Property taxes are too high. Sales taxes are committed. Burgers, beer and bait could float the boat once you fix the roof. Time is of the essence.

 

They don’t have a clue

After having ranted in this space Friday about a ballooning property tax load under so-called conservative leadership, we came across stories Monday in The Des Moines Register and Cedar Rapids Gazette previewing the pending legislative session. The Republicans running the statehouse clearly don’t know what to do about a huge problem created under their watch.

“Everything is on the table” is the rote answer from leaders. Gov. Kim Reynolds isn’t saying much about property taxes. Iowans for Tax Relief wants a 2% cap on property tax growth (caps and freezes have been imposed before, and haven’t worked). Republicans disagree about nearly $100 million in aid to K-12 school districts to compensate for revenue lost to tax increment financing. That demonstrates what a big mess our property tax system is. If legislators know what they are doing, they are not saying and neither is the governor.

Our taxes shot up more than 70% after the legislature reformed the system in 2023. They said they knew at the time that corrections would be in order, which indicates that they did not know what they were doing then, and they still do not. You cannot cut income taxes and property taxes without causing some nasty bleeding in public schools. Switching to a flat income tax will cause a $600 million revenue drop this year, and a bigger drop next year. That is an election year. That is why Gov. Reynolds is not talking. Property taxes are a big problem without a painless solution.

Remember: Something will be done. Everything is on the table.

 

Rural health notions

Gov. Reynolds has indicated that maternal and rural health care access will be on her agenda. Rural hospitals are closing. Babies will not be born at Newton for lack of doctors. Nursing homes are shuttering.

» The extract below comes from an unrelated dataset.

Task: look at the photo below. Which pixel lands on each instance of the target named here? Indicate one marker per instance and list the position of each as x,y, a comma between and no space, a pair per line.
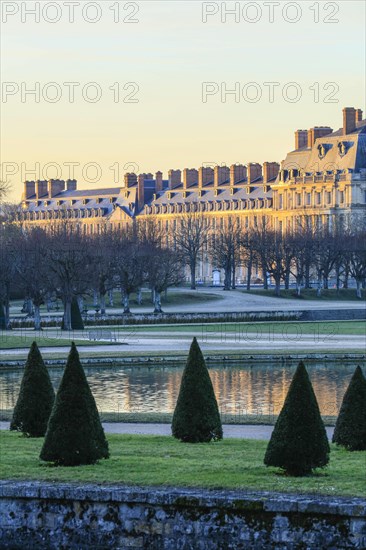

It’s been going on a long time, this drift in rural health care.

Eventually everyone gets an intimate experience with the health care system. We’re getting ours, old men that we are. And we have some good-faith observations about health care that the governor might consider.

First, the system is overwhelmed. A nurse told us it can take up to six months to get a surgery in Iowa City. That nurse is leaving this summer for Chicago. Health care professionals are leaving Iowa because of its backwards politics. Beware. We need more nurses, more lab personnel and more physicians. You should not have to wait several weeks to see a doctor in Storm Lake.

Second, invest money across the state in technology. The doctors in California tell us that the images in Sioux City are not good enough. The doctors in Iowa City tell us that the images from Storm Lake are not good enough. For a doctor to see those images can take up to a month. We need better, affordable technology in Storm Lake, Sioux City and Iowa City. The system rations technology that prevents rural patients, especially the elderly who lack transportation, from accessing care. We have not begun to exploit telemedicine.

Those are just two obvious things that most patients experience, and which cause tremendous frustration for caregiver and patient.

What we need most is a single-payer health care system. Medicare is tremendous. The governor should expand Medicaid to the extent that she can. We realize that she will not but that’s a big part of the problem with access. Small businesses like ours struggle with the cost of health insurance, and employees have a hard time digesting the deductibles and co-pays. It’s a terrible system that adds stress to an already stressed patient. It does not have to be so inhumane, in certain ways.